Friday, August 04, 2006

Tomato Troubles

Tilt!

Tilt! This isn’t an artsy Dutch Angle shot of a tomato plant. It is, in fact, listing at an angle of about 45 degrees off the perpendicular. And this is after I shored it up with an ingenious (NOT!) rigging of monofilament fishing line and tent stakes. A few days ago, it was flopped over in the other direction. Are tomato cages utterly useless or what? Every year I dutifully enclose my little plants in them, and the plants invariably grow to four or five feet and make a mockery out of their so-called supports.

My jerry-rigged solution looks like hell but at least (for now) all the tomatoes are off the ground and out of the reach of slugs. That’s something.

One positive thing I’ll say about this strapping plant—an Arkansas Traveler—is that it is extremely healthy and producing much better than the Arkansas Traveler I planted last year. Last year, the Trav didn’t put out much (cold night temperatures led to a lot of blossom drop), but what it did produce had an outstanding flavor. This year looks much more promising. There’s a blush of color on a couple of the fruits, so maybe by the end of next week, I’ll be slicing into my first ripe Trav.

My other tomato plants are all pretty much a massive disappointment. They’re scrawny and short and are in no way putting their tomato cages to the test. They each have two or three dozen tomatoes on them—max. I couldn’t even bear to take photos of them they look so pathetic. The Taxi Yellow that produced mass quantities of delicious mid-size tomatoes last year has so far produced three or four puny tomatoes that rival the tomatoes Safeway sells in January as far as flavor goes. As I said, disappointing. In the extreme.

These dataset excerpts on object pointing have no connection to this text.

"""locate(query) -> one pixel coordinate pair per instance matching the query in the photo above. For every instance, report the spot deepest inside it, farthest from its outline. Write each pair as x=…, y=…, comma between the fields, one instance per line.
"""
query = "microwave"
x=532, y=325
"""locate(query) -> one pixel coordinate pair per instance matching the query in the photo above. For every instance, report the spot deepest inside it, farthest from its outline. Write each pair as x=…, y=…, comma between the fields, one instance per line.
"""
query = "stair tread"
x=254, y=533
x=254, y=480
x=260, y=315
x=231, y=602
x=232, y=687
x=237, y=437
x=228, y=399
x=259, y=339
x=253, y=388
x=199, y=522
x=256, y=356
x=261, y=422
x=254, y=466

It’s all my fault. I’ve been growing tomatoes in the same spot for three years running, and I’ve done nothing to make sure the soil stays fertile. Here’s my tomato-planting method. Dig a hole, toss in a scant handful of hydrated lime to sweeten the acidic soil, a sprinkle of bone meal, and a handful of compost. Plug my little tomato set into the hole. Backfill with a bit more compost and the soil from the hole, spread a miserly “collar” of compost around the base of the plant. Water and call it good. This highly scientific method has worked fine for the past two years, but I expect that by now tomatoes of years past—the ones that produced a hundred or more tomatoes per plant—have rather exhausted the nutrient stores in the soil. I should have realized this and plowed generous shovel loads of well-rotted manure into the soil before planting this year.

My theory on what went wrong is borne out by the fact that the Trav’s is colossal and is the only plant that is growing in a space where I never grew tomatoes before. I need to amend my ways.